A Cynical Queer Killjoy's Mixed Feelings on the Rainbow Machine

It’s June, which means that cynical, nerdy, political queer killjoys are spending the month rolling their eyes at the shiny whitewashed respectability spectacle of corporate-sponsored pride celebrations. I would know--I'm one of them.

But sometimes I fall off my high horse and remember: I didn't start out thinking like this. Not even close.

When I sigh at the rainbow-themed sneakers and laptop ads popping up around the city, unimpressed with corporations' willingness to co-opt symbols of a successful liberation movement now that it has been deemed more profitable than not.

But I also remember living in a time and place when public support of LGBT rights was more of a business liability than a strategy, and think of how much tweenage angst I could have avoided had I seen rainbow-plastered shoe stores then.

When "I Kissed a Girl" comes on, and I rant about the way queer female sexuality is fetishized for the male gaze and sensationalized for mainstream consumption.

But when I first heard that song during seventh grade carpool, my friend's mother expressed a very different type of moral disgust based on the title line alone. I immediately chimed in with an "Ew, that's gross," despite the fact that I had been listening with fascination to Katy Perry's description of anonymous girl's touchable skin, in awe over how she was able to admit these desires on the radio.

When I lament how pride has turned into just another party for straight people, despite the revolutionary origins of the celebration.

But I sure as hell wouldn't have had the guts to show up at my first pride event if I couldn't have been written off as just another straight person there for a party.

When I cringe at how the legalization of same-sex marriage was celebrated as the pinnacle of queer rights, while issues of violence, employment discrimination, and youth homelessness remain under-addressed. If anything, the eagerness to join a domestic and historical oppressive patriarchal tradition seems like as the pinnacle of respectability politics.
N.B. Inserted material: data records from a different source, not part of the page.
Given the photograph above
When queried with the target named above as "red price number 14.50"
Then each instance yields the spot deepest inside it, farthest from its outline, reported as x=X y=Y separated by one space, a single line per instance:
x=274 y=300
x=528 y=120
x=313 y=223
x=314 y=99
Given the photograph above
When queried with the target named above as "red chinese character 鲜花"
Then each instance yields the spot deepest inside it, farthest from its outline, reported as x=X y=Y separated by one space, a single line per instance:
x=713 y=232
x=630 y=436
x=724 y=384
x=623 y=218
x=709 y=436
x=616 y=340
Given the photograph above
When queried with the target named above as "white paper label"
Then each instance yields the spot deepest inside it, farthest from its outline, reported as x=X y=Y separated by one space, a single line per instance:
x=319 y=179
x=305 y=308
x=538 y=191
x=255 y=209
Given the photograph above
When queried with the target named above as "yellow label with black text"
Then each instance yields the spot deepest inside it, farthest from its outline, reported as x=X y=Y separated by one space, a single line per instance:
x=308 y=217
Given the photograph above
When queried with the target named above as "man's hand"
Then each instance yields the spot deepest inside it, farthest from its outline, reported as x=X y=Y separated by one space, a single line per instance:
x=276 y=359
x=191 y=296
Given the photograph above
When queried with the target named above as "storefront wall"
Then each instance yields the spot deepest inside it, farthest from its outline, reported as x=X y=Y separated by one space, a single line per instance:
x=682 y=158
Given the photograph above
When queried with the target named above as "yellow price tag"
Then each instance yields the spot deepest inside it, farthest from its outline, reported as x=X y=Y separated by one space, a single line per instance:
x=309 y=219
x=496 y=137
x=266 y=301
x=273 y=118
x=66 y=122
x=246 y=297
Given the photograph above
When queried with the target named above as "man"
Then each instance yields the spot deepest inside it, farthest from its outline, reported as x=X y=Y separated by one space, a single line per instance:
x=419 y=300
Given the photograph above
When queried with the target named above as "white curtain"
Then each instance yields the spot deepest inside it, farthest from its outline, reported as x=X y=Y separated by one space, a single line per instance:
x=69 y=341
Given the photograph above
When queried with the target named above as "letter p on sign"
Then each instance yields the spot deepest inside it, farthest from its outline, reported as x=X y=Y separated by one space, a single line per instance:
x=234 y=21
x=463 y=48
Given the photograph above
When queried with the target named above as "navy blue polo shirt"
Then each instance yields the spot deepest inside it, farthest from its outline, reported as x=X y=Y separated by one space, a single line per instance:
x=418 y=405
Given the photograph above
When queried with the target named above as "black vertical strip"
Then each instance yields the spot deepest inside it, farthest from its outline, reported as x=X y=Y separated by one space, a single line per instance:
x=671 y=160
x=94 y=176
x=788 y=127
But the first time I heard of same-sex marriage was being told not to talk about it. It was the off-limits topic in elementary and middle school discussions of elections and politics--too controversial and scandalous. I remember thinking that it must be impossible to live something like that, if it couldn't even be said out loud.

I make no apologies for where I am today, delving into more critical and intersectional forms of queer politics, but that sure isn't where I started. And whether I like it or not, the shiny mainstream gay rights machine undoubtedly played a role in getting me to this point--even as I came to realize that it wasn't always built to include me. Even as I came to realize that some of the people it claimed to represent were being thrown under the bus.

Beyond any too-cool cynical facade, I wholeheartedly believe in critiquing queer conformity, consumerism, and commodification--not to mention colonialism. But I also can't deny that it's far easier to eschew my place in the mainstream order now that I feel like I have one.